WHISTLER, B.C. – Avalanches are normally a lesser problem at the Whistler and Blackcomb ski areas as compared to ski areas in higher, drier and more inland locations. But this is not a normal year. Two men have died in avalanches while skiing or snowboarding on trails closed due to the high avalanche danger.

The deaths prompted Intrawest, operator of the ski areas, to announce it would suspend skiing privileges for those caught in closed areas. In addition, ski area officials recruited Chris Stethem, an authority on snow science, to speak in Whistler.

“We are dealing with a continental snowpack more common in the Rockies,” he said. “This deep-seated instability hasn’t been seen to this degree (in the Whistler region) since the late ’70s. It requires backcountry users to tread cautiously and inbounds avalanche control to be undertaken with extra vigilance.”


Taos learns to navigate roundabout

TAOS, N.M. – Taoseños, as residents of Taos call themselves, are becoming familiar with how a traffic roundabout works.

Police told theTaos News that there had been no accidents at a new roundabout in Taos, the first on a highway in New Mexico. “Yes, they might scare themselves after going through the first time,” said Glen Baker, a high construction manager. “But it seems that regular travelers are getting the hang of it.”

Indeed, that was the case at Vail, which in the mid-1990s deployed the first modern roundabout in the West.
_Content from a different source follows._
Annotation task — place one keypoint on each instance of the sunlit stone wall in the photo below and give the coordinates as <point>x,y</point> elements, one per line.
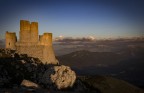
<point>30,44</point>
There were predictions of mayhem, but the experience there – now replicated at hundreds of other locations – showed very much the contrary. While there is always a bit of anarchy in the flow of traffic, there are actually fewer accidents at roundabouts than at intersections governed by stop-signs or traffic signals. As well, the roundabouts accommodate much larger volumes of traffic.